Hourly or other deductions which are not in accordance with 29 CFR Part
541 or 29 CFR Sec. 778.114 may not be taken, for example, from the
salary of an employee who works for an employer with fewer than 50
employees, or where the employee has not worked long enough to be
eligible for FMLA leave without potentially affecting the employee's
eligibility for exemption.
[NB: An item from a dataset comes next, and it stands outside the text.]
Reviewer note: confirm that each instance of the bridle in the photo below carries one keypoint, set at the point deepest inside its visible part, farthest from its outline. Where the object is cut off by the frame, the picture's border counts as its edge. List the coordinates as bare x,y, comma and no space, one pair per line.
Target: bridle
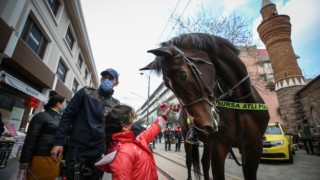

Nor may deductions which are not permitted by
29 CFR Part 541 or 29 CFR Sec. 778.114 be taken from such an employee's
salary for any leave which does not qualify as FMLA leave, for example,
deductions from an employee's pay for leave required under State law or
under an employer's policy or practice for a reason which does not
qualify as FMLA leave, e.g., leave to care for a grandparent or for a
medical condition which does not qualify as a serious health condition;
or for leave which is more generous than provided by FMLA, such as leave
in excess of 12 weeks in a year. Employers may comply with State law or
the employer's own policy/practice under these circumstances and
maintain the employee's eligibility for exemption or for the fluctuating
workweek method of pay by not taking hourly deductions from the
employee's pay, in accordance with FLSA requirements, or may take such
deductions, treating the employee as an ``hourly'' employee and pay
overtime premium pay for hours worked over 40 in a workweek.
Thank you for your help though. I am going to practice getting around the DOL website because I still couldn't find this information. Any tricks?